Sometimes you cannot see the forest for the trees when it is happening. My career started as a counselor working with recovering heroin addicts in a hospital setting. Along the way I got my masters in social work. After being laid off from the hospital, my next layoff was from a major insurance giant and the third time it was from a securities firm. You couldn’t have convinced me after my first layoff at the hospital that I would be fully entrenched in the corporate, for-profit world. No one ever knows what their next step will be. That’s why I call it transition instead of a job search because when you search and you find, you stop searching. Transition is a broader concept and you are more on the continuum. Searching is not that critical – it’s the transition.

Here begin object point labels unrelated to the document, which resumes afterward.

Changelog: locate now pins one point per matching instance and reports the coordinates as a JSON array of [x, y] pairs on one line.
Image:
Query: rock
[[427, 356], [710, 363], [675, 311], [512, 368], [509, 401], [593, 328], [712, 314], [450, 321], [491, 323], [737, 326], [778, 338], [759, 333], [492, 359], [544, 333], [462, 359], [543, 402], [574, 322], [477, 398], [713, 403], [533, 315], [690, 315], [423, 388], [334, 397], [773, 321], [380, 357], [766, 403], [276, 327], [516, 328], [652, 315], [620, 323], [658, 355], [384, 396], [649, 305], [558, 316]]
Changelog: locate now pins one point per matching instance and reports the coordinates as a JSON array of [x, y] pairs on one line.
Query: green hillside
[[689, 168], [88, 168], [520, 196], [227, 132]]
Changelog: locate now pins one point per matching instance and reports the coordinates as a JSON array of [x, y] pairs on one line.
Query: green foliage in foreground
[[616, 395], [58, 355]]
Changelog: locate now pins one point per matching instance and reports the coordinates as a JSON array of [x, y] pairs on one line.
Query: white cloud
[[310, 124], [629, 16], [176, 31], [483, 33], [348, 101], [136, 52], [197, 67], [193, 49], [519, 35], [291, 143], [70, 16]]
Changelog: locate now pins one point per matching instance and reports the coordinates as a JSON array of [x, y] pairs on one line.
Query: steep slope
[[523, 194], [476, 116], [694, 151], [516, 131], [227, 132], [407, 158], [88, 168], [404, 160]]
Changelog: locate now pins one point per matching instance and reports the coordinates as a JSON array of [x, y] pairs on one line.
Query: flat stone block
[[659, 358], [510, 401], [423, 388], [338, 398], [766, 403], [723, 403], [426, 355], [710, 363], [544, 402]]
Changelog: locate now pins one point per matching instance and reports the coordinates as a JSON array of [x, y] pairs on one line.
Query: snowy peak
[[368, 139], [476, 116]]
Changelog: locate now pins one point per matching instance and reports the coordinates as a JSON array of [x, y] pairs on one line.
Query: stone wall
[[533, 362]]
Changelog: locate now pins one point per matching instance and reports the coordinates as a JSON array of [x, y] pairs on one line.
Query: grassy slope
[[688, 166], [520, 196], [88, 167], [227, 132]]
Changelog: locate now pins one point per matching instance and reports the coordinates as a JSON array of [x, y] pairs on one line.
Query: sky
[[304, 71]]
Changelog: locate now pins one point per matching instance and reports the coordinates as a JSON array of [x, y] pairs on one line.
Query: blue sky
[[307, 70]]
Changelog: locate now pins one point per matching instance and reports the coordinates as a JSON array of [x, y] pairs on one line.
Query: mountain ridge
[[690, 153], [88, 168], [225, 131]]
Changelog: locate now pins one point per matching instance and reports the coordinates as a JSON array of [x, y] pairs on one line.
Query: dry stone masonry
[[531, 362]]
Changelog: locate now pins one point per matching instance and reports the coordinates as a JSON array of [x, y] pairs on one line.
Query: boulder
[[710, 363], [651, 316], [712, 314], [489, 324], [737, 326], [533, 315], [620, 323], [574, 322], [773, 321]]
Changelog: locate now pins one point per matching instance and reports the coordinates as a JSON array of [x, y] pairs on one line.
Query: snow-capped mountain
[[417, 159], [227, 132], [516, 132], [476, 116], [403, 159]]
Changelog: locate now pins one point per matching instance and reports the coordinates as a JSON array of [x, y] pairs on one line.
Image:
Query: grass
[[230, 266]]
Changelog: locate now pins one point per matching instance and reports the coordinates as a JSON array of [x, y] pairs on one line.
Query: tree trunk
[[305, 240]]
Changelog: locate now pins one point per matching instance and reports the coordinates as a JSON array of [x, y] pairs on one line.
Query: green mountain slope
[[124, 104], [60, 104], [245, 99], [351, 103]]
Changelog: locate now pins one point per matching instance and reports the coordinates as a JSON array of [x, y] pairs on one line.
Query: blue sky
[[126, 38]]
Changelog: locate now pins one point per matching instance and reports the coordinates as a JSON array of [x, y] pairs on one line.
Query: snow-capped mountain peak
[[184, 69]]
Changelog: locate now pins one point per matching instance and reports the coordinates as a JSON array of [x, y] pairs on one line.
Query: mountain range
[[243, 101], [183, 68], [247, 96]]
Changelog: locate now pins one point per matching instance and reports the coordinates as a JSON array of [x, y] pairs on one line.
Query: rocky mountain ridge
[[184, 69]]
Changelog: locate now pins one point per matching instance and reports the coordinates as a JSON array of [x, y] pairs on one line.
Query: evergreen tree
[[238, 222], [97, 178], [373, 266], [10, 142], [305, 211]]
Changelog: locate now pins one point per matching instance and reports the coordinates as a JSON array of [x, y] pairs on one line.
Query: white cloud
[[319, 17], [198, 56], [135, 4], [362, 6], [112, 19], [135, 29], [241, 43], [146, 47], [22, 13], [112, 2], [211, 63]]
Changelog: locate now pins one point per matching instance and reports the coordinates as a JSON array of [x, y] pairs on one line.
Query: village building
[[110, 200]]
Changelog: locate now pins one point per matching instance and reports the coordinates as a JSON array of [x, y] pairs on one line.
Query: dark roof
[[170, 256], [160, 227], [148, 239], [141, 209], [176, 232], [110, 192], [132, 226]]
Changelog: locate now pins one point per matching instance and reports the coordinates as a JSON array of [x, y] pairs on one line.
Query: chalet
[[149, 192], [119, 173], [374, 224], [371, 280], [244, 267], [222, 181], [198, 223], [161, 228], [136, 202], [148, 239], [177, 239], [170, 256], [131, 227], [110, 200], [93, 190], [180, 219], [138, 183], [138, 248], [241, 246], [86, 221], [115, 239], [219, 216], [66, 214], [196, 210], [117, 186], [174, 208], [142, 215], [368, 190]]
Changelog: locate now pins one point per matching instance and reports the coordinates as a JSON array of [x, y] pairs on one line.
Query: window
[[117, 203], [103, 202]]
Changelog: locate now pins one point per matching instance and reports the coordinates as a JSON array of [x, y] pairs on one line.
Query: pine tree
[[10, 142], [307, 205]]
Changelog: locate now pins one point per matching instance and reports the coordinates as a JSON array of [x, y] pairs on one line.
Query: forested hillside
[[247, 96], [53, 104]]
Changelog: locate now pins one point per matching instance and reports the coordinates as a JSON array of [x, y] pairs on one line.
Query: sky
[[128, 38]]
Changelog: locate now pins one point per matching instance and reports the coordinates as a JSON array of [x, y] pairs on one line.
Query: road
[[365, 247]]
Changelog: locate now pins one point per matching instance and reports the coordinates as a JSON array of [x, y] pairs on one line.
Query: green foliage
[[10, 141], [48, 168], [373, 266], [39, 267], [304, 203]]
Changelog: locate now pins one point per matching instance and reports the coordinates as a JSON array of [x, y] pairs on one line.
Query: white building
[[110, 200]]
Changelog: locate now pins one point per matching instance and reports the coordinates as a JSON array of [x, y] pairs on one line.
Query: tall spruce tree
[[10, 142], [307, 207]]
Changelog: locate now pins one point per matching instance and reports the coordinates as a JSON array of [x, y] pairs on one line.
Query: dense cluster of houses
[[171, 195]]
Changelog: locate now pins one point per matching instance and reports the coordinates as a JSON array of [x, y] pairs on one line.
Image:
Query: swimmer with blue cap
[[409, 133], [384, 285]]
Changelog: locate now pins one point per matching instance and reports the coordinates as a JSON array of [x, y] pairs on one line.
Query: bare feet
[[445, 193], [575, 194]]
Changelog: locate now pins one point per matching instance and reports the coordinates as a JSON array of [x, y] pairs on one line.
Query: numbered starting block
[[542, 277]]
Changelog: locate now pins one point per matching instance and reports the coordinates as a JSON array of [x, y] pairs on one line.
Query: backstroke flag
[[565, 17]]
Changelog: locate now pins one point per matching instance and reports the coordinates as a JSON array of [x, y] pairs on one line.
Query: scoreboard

It sounds like all this was the result of serious planning but I’m not sure that I can tell you exactly how I got here. I did not have a master plan. The following third-person image illustrates how I think I did it. “You might want to get across the street as your initial focus. You take the first step and you find that you want to go left instead of right. Next you go right, and then you say, I am going to stop for awhile. You have to be willing to say that getting across the street has to change because that focus is being influenced by where I am right now.” It was not a straight line from working with addicts and becoming a senior HR executive and eventually a career transition coach.

But, here you are.

What I could have used throughout the process was a coach or a mentor. Most of the people I know get where they are by trial and error. In my life, I lacked the coach, the mentor who could have helped me focus. Would my life have been better or worse for that help, or only different? I think it would have been better and it might have been different, but in any case, that’s probably why I am coaching people right now.

How do you stay motivated? What inspires you?

I have to go back to the realization that focus is so important to me. As soon as I figured that out it become easier to maintain my motivation because of the focus. I know what I want, I know I direct it, and, for the moment, I am comfortable. I never, ever want to work for someone else again because I think I have adopted the fact that I am the CEO of my company and I am in total control. It’s easier to feel that way when you are working for yourself.

I’ve been lucky that I’ve been able to do this. Someone might look at my career transitions and say to me that my worries weren’t as severe as theirs were. I don’t think it matters though because it’s my life and my worries. You can’t compare yourself to others which reminds me of one of my favorite quotes. It was from Anais Nin who said: “We do not see things as they are. We see things as we are.”

As a coach and mentor I have obligated myself to help tell my client’s story, as you are. Can you believe that all this is the result of a layoff and a couple of life threatening illnesses? I can’t.
This interview was taped on July 1, 2009 with additional edits and final review from Stanley.